The US Treasury market is experiencing a debate over direction: is the Middle East conflict an inflationary threat or a drag on growth? As market sentiment subtly shifts, this question is leaving bond traders torn.
US Treasuries extended their rebound on Tuesday, with the two-year yield edging lower and the ten-year yield retreating significantly from last week's eight-month high. A nuanced change in market mood is emerging—investors are beginning to interpret the Middle East conflict more as a downside risk to global growth rather than purely an inflationary pressure, with safe-haven demand once again supporting US bonds. Meanwhile, sharp swings in oil prices during the day further heightened market uncertainty.
However, this shift does not imply that the direction is clear. The core dilemma facing traders is that the war simultaneously pushes up inflation expectations and recession risks. These two opposing forces are pulling the market in different directions, making it difficult to form a consensus and further clouding the Federal Reserve's policy path.
Market sentiment is shifting, with safe-haven logic regaining dominance. US Treasuries rose for a second consecutive day on Tuesday. The two-year yield fell by 1 basis point to 3.82%, after having declined by 8 basis points the previous day. The ten-year yield dropped by 2 basis points to 4.33%, notably lower than last week's peak of 4.48%.
Despite this, the two-year yield has still climbed over 40 basis points since the outbreak of the war and is on track for its largest monthly increase since October 2024, indicating that market pricing for inflationary pressures has not fully subsided.
Andrew Ticehurst, Senior Strategist at Nomura Australia, noted, "Over the past few days, we've seen a change in market thinking. Initially, the focus was on the inflationary impact of the Middle East conflict, but I believe the market is now starting to consider more the downside risks to growth." Sharon Bell, Senior European Equity Strategist at Goldman Sachs, also pointed out in an interview with Bloomberg Television that even if the conflict ends quickly, the economic negative effects of a war with Iran would persist.
Oil prices experienced significant volatility on Tuesday, becoming a major source of market disruption. Prices surged intraday following reports that an Iranian drone struck a Kuwaiti oil tanker near Dubai, but then pared gains after The Wall Street Journal reported that former President Trump had indicated to advisors a willingness to end military action against Iran even if the Strait of Hormuz remains largely closed.

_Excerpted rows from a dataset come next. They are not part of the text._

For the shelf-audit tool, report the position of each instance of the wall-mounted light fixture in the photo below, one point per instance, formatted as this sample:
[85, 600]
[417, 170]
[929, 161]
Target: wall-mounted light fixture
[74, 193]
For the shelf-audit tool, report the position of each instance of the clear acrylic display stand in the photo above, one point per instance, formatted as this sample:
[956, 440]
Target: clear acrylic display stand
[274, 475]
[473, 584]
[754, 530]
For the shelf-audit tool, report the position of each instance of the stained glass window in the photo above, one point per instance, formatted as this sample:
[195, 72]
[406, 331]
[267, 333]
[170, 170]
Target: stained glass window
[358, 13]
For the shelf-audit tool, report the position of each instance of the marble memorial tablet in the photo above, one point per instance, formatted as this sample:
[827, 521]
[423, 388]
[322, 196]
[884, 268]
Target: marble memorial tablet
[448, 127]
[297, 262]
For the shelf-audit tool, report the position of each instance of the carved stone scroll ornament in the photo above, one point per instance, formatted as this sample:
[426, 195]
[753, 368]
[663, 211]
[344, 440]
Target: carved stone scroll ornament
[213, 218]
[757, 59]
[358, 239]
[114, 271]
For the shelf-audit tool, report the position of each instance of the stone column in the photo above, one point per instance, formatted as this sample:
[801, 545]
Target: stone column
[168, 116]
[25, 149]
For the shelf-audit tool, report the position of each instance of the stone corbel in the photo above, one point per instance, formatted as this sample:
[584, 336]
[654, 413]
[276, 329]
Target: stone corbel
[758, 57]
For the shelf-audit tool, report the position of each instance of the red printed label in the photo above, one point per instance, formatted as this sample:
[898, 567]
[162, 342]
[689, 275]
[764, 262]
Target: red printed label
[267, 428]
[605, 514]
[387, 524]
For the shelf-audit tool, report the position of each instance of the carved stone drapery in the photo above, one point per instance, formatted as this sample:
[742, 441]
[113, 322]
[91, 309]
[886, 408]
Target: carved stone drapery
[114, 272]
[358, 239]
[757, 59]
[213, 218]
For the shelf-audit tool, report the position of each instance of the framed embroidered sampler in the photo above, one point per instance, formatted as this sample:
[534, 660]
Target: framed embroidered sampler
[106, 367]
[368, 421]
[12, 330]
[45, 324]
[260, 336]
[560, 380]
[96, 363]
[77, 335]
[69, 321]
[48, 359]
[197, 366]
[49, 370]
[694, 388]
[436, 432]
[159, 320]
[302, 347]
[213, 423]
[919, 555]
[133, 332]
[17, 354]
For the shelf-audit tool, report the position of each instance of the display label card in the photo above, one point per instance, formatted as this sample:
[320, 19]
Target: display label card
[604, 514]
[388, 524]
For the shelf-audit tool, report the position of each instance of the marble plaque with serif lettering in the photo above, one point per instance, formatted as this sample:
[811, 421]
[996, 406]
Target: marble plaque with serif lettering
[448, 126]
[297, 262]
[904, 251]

This news reflects high uncertainty regarding global energy supply prospects. The Strait of Hormuz is a critical global oil transit route, and its operational status directly influences global energy prices, thereby tilting the balance between inflation and growth expectations.
The deeper conflict facing the market lies in the war triggering both inflationary and recessionary risks simultaneously, severely limiting policy response options. Win Thin, Chief Economist at Brown Brothers Harriman, stated bluntly, "The market is swinging between inflation panic—yields rising—and growth slowdown panic—yields falling. This is the essence of the stagflation dilemma: there is no simple policy solution, making it hard for the market to decide whether to focus on 'stagnation' or 'inflation'."
Currently, traders are betting that the Federal Reserve will keep interest rates unchanged within the 3.5% to 3.75% range this year, with only a small probability priced in for a 25-basis-point rate cut by mid-2027.
Federal Reserve Chair Jerome Powell stated on Monday that long-term inflation expectations appear anchored for now, but the Fed is closely monitoring the impact of the war. Fed Vice Chair for Supervision Michelle Bowman and Governor Michael Barr are scheduled to speak Tuesday evening, and markets will be looking for further clues on the interest rate path.